Similhante alteração é alem d'isso manifestamente opposta aos interesses da justiça e ás conveniencias sociaes.

Rasões de familia e respeitaveis interesses do queixoso podem determinal-o a não denunciar a justiça a offensa pessoal que recebeu, e taes serão as circumstancias que elle prefirá não só desaggravar a assoalhar o facto num processo criminal. E o que succede nos crimes de liberdade de imprensa em que as injurias individuaes hão são perseguidas sem requerimento do offendido. O queixoso prefere muitas vezes resignar-se com a injuria a dar-lhe larga publicidade nos tribunaes. Alem d'isso os bons principios liberaes não permittem a intervenção dos poderes publicos nos casos de offensa senão quando a sociedade é tambem verdadeiramente aggravada.

Vamos ao ponto capital, a prisão por custas.

Publicado o decreto de 15 de setembro de 1892, depois alterado por um decreto dictatorial, e agora pelo projecto sujeito a apreciação parlamentar, os funccionarios judiciaes, sobretudo em Lisboa e Porto, levantaram grandes clamores contra os artigos que prohibiam a remissão das custas com prisão, e ampliavam a fiança ás custas, porque era mais difficil encontrar fiador com o novo encargo, e elles perdiam salarios com a diminuição dos incidentes de fiança.

Não fôra pensamento do decreto de 15 de setembro de 1892 prejudicar nos seus emolumentos e salarios os funccionarios judiciaes, e tanto que elle comprehendia na garantia da fiança tambem as custas.

Se eram mais raras as fianças por serem ampliadas tambem ás custas, o que pedia a administração da justiça e o respeito pela liberdade era que fossem excluidas da fiança as custas.

Porém, em vez d'isso, o governo aproveitou a occasião para rasgar mais uma garantia liberal, restabelecendo de novo a prisão por dividas.
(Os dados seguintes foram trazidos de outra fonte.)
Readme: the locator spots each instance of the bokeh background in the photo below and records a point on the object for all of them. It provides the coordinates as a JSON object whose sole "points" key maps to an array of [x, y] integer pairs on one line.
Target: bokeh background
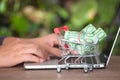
{"points": [[36, 18]]}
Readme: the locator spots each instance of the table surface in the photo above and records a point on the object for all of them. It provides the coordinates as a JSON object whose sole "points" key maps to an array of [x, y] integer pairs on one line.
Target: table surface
{"points": [[112, 72]]}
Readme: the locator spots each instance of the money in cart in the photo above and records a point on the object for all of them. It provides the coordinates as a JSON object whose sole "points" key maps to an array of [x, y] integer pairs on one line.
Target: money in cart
{"points": [[79, 49]]}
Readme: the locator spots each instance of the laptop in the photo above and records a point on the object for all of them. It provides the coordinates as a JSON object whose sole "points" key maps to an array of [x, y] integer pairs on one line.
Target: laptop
{"points": [[103, 59]]}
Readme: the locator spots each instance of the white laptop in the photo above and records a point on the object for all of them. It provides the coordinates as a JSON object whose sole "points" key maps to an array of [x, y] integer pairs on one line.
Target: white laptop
{"points": [[53, 63]]}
Muito antes da publicação do decreto de 15 de setembro de 1892, sustentava eu, commentando o codigo de processo civil, que já por este codigo não era permittida a prisão por custas, e em varios accordãos da relação do Porto foi accentuada esta jurisprudencia.

O codigo do processo marcou ou termos a seguir para a execução da obrigação de pagar ás custas, e em caso nenhum reconhecia a prisão como meio ou garantia de pagamento.

O relatorio da illustre commissão, assim como o do decreto sobre que recaiu o parecer que estamos discutindo, parte de uma base absolutamente injuridica, e contraria a lei. Parte do principio que as custas são um elemento penal ou antes uma verdadeira pena!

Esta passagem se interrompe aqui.